Pertes et déchets dans le secteur des alcools
Une circulaire du 30 juin 2025 porte sur les modalités de prise en compte des opérations de conditionnement et précise les obligations de tenue de la comptabilité-matières pour le suivi de ces opérations, ainsi que les règles d'enregistrement des opérations d'assemblage, de conditionnement et de stockage dans la comptabilité-matières des alcools, leurs modalités d'inscription dans la déclaration récapitulative mensuelle et la déclaration annuelle d'inventaire, ainsi que les taux de pertes applicables.
Elle rapporte également le troisième paragraphe de la page 21 de la précédente circulaire publiée au Bulletin Officiel des Douanes du 31 décembre 2014.
Circulation des produits vitivinicoles non soumis à accise
La circulation des raisins frais, jus et moûts de raisins, marcs et lies ainsi que les vins désalcoolisés dont le titre alcoométrique volumique est inférieur ou égal à 1,2 %, est soumise à la présentation d'un document d'accompagnement garantissant une traçabilité suffisante des mouvements, qu'ils soient nationaux, intracommunautaires ou destinés à l'export.

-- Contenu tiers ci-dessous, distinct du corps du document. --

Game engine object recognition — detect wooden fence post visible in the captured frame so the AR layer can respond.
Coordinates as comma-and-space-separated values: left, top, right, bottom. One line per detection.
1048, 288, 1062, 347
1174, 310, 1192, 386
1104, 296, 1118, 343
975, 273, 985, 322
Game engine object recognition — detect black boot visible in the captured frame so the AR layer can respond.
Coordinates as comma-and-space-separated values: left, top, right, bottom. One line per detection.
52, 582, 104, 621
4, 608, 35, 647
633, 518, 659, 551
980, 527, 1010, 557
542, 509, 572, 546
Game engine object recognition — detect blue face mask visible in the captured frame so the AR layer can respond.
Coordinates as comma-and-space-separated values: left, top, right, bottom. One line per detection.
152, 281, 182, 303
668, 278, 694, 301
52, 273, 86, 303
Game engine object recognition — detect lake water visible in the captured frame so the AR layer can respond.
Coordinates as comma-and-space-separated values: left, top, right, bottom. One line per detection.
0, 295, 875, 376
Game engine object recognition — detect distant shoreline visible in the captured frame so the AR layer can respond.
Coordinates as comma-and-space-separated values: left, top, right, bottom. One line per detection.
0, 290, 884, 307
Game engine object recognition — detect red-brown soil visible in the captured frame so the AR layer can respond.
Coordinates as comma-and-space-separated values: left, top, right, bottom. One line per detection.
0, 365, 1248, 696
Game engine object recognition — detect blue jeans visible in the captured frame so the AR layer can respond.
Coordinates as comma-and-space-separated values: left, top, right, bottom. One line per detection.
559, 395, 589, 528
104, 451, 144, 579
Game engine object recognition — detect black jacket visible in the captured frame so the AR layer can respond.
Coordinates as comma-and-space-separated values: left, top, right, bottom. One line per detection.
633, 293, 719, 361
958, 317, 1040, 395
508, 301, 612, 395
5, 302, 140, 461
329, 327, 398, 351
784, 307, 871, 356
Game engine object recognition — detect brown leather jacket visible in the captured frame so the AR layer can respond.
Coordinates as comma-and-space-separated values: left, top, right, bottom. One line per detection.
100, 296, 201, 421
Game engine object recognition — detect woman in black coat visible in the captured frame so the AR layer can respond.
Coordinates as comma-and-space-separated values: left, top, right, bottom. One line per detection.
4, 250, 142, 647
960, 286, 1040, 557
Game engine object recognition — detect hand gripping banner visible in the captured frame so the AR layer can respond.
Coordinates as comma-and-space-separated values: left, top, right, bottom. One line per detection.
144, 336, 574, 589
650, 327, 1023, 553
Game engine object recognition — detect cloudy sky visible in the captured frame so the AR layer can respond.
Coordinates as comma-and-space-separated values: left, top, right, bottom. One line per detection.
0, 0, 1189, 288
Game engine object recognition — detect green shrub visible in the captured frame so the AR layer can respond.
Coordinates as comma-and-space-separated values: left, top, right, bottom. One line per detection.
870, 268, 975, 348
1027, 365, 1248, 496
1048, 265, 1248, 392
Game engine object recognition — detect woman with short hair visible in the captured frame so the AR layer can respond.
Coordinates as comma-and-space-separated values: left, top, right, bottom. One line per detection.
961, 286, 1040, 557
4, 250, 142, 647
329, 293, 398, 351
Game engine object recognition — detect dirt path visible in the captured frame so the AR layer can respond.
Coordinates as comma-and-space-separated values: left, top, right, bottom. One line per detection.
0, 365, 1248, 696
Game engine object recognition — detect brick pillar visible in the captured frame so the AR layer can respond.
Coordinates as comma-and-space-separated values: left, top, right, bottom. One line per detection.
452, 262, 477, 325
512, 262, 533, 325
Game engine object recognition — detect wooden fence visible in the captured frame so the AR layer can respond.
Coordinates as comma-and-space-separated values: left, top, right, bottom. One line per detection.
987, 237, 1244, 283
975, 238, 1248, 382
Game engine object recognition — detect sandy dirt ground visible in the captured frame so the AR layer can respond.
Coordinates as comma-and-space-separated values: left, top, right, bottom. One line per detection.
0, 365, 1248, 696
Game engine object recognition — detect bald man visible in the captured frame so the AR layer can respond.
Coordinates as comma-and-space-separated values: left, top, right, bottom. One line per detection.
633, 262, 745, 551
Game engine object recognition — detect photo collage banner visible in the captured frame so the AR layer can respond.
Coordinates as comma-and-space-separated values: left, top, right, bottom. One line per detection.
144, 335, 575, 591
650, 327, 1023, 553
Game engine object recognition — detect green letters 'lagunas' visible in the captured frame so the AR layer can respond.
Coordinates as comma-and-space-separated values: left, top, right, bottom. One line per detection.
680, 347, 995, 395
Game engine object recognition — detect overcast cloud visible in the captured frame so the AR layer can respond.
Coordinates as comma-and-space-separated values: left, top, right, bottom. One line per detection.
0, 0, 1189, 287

Une circulaire du 4 juillet 2025 vient préciser l'application de ce régime pour plusieurs cas particuliers : les raisins frais déplacés par un récoltant depuis la parcelle vers son chai de vinification ; les raisins déplacés vers une cave coopérative ; les raisins frais acheminés directement depuis la parcelle du viticulteur chez un négociant-vinificateur ; et les raisins frais acheminés depuis la parcelle du viticulteur chez un négociant-vinificateur en passant par un centre de pressurage.
Calcul de la superficie plantée au casier viticole informatisé (CVI)
Une circulaire du 4 juillet 2025 précise les éléments à prendre en compte pour le calcul de la superficie plantée au casier viticole informatisé (CVI) éligible à la production, s'agissant des tournières, bandes latérales, fossés et talus : Circulaire superficie CVI du 04.07.2025.pdf.
Les contrôles des services douaniers portant sur la fiabilisation des superficies viticoles enregistrées dans le CVI sont soumis au pouvoir d'appréciation des services dans les limites prévues par la circulaire. Le cumul des différents éléments devra rester cohérent avec les conditions de production du cahier des charges, à l'appréciation de l'Institut national de l'origine et de la qualité.
Jurisprudence : irrégularité lors d'un mouvement de marchandises soumises à accise
Dans un arrêt du 25 novembre 2025 (T-690/24, Kolinsen), le Tribunal de l'UE s'est prononcé sur la détermination de l'État membre compétent pour percevoir les droits d'accise en cas d'irrégularité lors d'un mouvement en suspension de droits. Il a jugé que l'article 10, § 2, de la directive 2008/118 s'applique à une situation dans laquelle des produits soumis à accise ne sont pas arrivés à destination dans leur intégralité et que la quantité manquante n'a été constatée que lors du déchargement, de sorte que l'irrégularité étant réputée avoir été commise dans l'État d'arrivée, les droits d'accise sont exigibles dans ce dernier.